John Gyakum 21 oct 2016: Precipitation rate as a function of vertical motion 
and air mass type based on there 900-hPa equivalent potential temperature

Basically, the x-axis is the air mass (increasing theta-e to the right),
with computed 24-h precipitation rates (mm) along the y-axis.  The two lines
show ascent maxima of about 1 cm per second, and 5 cm per second at 600 hPa 
(a parabolic ascent profile is assumed with zero ascent at 1000 hPa, and at 200 hPa).

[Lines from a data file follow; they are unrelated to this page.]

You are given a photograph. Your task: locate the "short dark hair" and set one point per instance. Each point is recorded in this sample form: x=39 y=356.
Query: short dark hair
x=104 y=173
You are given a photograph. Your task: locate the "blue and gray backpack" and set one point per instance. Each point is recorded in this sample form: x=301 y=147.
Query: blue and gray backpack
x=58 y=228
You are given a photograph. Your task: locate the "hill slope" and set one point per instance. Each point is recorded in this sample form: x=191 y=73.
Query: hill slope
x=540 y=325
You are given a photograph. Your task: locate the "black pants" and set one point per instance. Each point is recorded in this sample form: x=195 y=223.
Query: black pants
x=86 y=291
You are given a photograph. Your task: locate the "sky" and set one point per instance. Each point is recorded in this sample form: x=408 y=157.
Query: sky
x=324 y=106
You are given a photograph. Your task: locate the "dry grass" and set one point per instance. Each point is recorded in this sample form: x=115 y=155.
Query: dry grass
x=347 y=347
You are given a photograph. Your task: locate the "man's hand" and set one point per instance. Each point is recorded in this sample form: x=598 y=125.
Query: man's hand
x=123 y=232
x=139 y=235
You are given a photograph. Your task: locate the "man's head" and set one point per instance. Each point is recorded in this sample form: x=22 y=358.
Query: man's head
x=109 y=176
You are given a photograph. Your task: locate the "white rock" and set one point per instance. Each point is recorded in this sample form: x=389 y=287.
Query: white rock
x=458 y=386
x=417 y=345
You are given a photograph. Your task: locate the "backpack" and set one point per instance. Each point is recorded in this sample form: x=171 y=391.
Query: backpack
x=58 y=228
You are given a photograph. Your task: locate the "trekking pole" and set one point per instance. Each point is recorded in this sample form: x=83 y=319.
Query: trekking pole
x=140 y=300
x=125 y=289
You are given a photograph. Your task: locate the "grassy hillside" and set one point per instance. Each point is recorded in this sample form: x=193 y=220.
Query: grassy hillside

The actual lapse rates assumed are all moist adiabatic, with assumed 100%
relative humidities.

What is clear is the very large precipitation rate sensitivity to ascent
changes as the air masses warm.

The static stabilities in all of the environments here were zero (moist
adiabatic), as I recall.

Fred's actual calculations of precipitation rate were for climatological
lapse rates of Continental polar, Maritime polar, and maritime tropical air
masses.

Albeit, the actual sensitivity of precipitation rates to air would likely be
larger than what I show, as the effective static stability decreases as the
air mass warms.

The three cases shown indicate very large positive anomalies of 900-hPa
theta-e values from climatology (shown by the heavy dashed vertical lines.